Confidential computing is among the techniques GCP uses to secure data, as Porter explains: “Confidential computing is a very interesting term and it's come from the concept of computing. When you’re performing operations on data using an application, confidential computing points to the fact that there are a bunch of technologies built to protect customers’ and users’ privacy. It's privacy preserving technology that is helping to keep data and workloads protected when in use such as when an application performs any operations on that data. This means it has to process it. It has to put it in memory and it has to run computational operations on that data by utilising hardware like CPUs, GPUs or TPUs [tensor processing units] or any other device.”
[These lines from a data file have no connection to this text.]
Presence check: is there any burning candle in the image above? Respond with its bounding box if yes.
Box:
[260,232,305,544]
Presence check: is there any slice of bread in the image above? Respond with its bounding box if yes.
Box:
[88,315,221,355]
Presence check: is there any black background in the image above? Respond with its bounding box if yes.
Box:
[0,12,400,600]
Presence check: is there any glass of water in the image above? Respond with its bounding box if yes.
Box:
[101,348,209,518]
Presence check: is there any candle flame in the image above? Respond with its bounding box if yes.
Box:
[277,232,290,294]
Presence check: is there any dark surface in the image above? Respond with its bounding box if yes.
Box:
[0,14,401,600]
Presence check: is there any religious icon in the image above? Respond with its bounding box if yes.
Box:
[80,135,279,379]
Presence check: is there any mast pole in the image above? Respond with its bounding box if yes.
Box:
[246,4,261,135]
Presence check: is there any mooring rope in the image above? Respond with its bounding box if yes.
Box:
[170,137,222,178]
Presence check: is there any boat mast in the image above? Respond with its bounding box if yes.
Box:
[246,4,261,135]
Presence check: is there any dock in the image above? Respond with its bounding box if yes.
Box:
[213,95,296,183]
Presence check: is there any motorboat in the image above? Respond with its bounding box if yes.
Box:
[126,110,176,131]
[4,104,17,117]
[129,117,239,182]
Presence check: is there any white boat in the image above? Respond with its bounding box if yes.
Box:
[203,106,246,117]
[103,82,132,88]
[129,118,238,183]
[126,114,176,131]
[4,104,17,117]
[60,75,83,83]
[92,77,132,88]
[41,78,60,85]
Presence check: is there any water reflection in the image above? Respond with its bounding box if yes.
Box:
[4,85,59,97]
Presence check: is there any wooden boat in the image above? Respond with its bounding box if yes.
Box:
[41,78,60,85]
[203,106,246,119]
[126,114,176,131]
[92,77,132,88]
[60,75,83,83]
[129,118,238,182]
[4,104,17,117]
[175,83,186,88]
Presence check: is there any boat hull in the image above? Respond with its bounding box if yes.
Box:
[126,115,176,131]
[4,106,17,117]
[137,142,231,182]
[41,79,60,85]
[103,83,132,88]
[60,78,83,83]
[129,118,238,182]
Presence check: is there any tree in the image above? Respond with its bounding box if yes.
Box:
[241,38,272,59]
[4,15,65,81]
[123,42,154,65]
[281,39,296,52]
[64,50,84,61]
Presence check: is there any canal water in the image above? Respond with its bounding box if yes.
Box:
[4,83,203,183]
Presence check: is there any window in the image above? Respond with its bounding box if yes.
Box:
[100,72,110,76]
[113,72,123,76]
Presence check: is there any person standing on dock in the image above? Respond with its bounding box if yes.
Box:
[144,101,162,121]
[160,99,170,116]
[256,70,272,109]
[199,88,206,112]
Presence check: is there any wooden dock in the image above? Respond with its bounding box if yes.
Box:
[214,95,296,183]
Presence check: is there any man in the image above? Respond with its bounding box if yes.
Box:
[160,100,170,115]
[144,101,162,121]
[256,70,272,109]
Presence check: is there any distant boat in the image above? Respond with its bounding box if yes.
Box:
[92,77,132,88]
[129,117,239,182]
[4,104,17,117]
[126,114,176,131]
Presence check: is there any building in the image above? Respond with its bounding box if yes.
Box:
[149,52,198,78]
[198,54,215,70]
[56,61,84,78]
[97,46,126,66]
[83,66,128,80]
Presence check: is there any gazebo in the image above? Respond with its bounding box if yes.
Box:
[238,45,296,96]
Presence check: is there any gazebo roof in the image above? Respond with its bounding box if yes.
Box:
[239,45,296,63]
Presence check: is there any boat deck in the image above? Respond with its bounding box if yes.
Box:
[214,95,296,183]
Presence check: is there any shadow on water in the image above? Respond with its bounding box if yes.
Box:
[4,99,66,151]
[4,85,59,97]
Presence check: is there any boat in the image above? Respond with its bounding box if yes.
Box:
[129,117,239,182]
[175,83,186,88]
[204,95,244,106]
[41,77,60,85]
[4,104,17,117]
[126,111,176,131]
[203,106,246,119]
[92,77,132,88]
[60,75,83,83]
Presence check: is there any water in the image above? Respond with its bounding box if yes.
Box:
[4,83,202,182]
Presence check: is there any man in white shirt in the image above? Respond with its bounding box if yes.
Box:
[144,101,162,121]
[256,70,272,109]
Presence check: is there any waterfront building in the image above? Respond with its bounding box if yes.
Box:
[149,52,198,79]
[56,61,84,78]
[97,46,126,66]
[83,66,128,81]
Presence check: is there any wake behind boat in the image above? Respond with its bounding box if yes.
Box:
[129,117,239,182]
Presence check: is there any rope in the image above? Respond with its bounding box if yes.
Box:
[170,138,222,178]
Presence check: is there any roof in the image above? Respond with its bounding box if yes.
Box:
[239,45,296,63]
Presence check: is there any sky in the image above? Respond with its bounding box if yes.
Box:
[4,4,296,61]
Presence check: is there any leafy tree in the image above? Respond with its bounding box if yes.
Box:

It is based on hardware controls built into Google’s infrastructure security. “We're using the hardware capabilities of our partners like AMD, Intel, or Nvidia to establish very strong cryptographic isolation and protection for our customers’ workloads,” she adds.
The goal is to ensure customers are actually running their applications in confidential hardware based environments.
To provide this security, she says Google needs to make sure AMD, Intel, Nvidia and other hardware providers are doing what they need to do to ensure security is maintained in their products. Equally, Google Cloud has to play its part in securing its cloud infrastructure. “All of these companies have come together to offer incredibly usable, scalable and performant confidential computing for our customers,” she says.